The Carnegie Foundation for the Advancement of Teaching and the American Council on Education (ACE) are pleased to announce their collaboration on the next incarnation of the Carnegie Classifications. For the first time, the Universal and Elective Classifications will be brought together in a single organizational home at ACE. The two organizations will also work together to develop new and refined versions of the Classifications to better reflect the public purpose, mission, focus, and impact of higher education.

The Carnegie Foundation for the Advancement of Teaching sponsors Elective Classifications for those institutions that have made extraordinary commitments to their public purpose. The Elective Classifications are managed on behalf of the Carnegie Foundation by an Elective Classification Central Office.

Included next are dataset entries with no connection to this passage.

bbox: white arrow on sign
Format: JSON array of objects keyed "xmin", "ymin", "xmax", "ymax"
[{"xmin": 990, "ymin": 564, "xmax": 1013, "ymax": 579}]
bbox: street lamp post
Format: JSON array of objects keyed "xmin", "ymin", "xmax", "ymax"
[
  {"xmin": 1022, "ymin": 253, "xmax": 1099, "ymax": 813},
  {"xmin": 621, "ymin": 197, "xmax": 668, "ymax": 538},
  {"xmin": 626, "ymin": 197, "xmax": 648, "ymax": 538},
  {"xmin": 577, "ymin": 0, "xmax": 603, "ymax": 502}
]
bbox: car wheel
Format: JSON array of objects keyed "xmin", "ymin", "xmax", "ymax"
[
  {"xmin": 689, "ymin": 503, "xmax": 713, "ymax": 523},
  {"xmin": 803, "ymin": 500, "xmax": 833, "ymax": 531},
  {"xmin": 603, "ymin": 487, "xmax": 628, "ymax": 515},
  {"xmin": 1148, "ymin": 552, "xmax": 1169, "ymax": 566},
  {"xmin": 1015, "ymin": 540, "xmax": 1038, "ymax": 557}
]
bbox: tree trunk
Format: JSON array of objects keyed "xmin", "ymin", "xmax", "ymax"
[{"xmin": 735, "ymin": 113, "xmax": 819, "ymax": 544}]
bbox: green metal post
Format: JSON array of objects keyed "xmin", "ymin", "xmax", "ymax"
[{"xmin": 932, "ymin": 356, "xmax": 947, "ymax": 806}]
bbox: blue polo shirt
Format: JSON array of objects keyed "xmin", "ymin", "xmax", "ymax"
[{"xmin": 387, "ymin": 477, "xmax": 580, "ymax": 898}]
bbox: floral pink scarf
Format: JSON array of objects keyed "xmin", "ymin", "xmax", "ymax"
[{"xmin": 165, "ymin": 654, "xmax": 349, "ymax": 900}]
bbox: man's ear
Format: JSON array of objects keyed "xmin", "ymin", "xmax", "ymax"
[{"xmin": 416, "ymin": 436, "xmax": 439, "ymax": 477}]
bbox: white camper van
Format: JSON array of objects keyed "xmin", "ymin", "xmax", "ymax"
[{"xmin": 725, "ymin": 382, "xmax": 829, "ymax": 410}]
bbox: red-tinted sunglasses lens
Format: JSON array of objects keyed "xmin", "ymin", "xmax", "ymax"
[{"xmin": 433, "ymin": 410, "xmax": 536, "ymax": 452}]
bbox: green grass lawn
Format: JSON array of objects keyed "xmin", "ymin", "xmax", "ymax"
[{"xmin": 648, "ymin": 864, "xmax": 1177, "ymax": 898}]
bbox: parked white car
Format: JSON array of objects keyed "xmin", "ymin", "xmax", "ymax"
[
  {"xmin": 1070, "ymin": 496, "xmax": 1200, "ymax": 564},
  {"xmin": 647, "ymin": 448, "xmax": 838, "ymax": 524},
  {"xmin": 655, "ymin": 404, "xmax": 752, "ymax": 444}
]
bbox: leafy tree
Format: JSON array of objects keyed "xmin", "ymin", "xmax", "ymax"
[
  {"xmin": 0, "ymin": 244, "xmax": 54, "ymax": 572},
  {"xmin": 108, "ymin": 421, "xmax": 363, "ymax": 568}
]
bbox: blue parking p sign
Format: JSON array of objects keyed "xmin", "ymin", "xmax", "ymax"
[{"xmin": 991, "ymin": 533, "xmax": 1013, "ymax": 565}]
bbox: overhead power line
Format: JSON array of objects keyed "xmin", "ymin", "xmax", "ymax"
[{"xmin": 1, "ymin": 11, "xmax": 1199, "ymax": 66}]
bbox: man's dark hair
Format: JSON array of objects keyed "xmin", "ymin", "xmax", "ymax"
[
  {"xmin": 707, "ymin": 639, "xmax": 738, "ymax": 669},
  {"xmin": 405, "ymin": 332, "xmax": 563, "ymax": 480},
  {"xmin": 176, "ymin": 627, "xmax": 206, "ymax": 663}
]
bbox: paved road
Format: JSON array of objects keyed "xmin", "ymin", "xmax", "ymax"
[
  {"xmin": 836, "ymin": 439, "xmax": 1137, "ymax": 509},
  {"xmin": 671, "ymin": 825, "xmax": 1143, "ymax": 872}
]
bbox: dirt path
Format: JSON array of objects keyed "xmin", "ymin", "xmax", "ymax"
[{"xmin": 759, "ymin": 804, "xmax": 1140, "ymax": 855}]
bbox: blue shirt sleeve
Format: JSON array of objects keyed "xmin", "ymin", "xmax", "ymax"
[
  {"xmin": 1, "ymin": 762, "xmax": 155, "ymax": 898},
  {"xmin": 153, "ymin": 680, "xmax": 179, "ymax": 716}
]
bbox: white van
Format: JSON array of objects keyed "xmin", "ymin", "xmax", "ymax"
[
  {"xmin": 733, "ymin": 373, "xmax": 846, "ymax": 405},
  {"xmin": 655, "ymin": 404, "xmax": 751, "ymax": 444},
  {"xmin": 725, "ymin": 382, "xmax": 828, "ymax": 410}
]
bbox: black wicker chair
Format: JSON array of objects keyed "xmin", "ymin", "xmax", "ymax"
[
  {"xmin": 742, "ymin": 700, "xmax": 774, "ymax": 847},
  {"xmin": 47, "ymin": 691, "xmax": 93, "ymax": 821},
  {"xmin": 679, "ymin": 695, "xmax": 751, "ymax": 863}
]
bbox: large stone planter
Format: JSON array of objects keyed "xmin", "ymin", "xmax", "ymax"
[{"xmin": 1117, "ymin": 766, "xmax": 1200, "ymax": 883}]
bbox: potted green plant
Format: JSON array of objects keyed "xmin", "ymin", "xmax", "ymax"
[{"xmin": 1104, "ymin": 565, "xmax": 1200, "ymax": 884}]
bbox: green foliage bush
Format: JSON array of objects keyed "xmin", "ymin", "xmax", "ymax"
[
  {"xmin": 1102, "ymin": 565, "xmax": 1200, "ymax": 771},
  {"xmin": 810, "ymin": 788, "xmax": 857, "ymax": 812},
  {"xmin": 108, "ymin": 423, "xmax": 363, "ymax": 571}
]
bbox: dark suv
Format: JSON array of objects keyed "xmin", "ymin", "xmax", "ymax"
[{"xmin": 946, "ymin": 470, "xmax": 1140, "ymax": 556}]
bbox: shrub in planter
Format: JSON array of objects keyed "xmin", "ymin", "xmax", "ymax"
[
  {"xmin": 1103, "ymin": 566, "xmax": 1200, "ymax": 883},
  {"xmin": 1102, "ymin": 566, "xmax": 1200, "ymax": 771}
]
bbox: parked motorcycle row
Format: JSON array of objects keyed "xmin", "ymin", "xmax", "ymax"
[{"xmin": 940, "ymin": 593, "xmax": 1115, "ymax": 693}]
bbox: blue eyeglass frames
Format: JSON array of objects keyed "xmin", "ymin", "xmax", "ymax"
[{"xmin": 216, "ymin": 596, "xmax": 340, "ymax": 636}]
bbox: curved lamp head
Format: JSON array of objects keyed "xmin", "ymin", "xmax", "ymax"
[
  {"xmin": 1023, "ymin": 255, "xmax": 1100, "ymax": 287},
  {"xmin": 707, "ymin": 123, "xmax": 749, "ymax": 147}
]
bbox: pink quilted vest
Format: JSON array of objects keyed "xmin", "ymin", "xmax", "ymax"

In addition to the Elective Classifications, the Carnegie Foundation also provides its all-inclusive Carnegie Basic Classification based on secondary analysis of existing national data. Information on the Carnegie Basic Classifications can be found here.

Institutions apply to be recognized by the Carnegie Foundation through a particular Elective Classification theme and make extraordinary commitments to that theme. Elective Classifications are not awards. They are evidence-based documentation of institutional policy and practices focusing on areas such as institutional culture and mission, curricular and co-curricular programming, continuous improvement activities, and the recruitment and reward of faculty, staff, and students. In this way, it is similar to an accreditation process of self-study. 

To become a Classified institution requires the investment of substantial effort by participating institutions to provide evidence of the commitment to a special purpose, demonstrated with precision across the breadth of the institution. These Classifications are an institutional recognition given to an individual  campus and as such requires that the self-study process consider and document many aspects of the institutional life of a campus. Classification is thus given to successful campuses, not programs, centers, or systems of campuses. See Policy for Multi-Campus Institutions for additional guidance.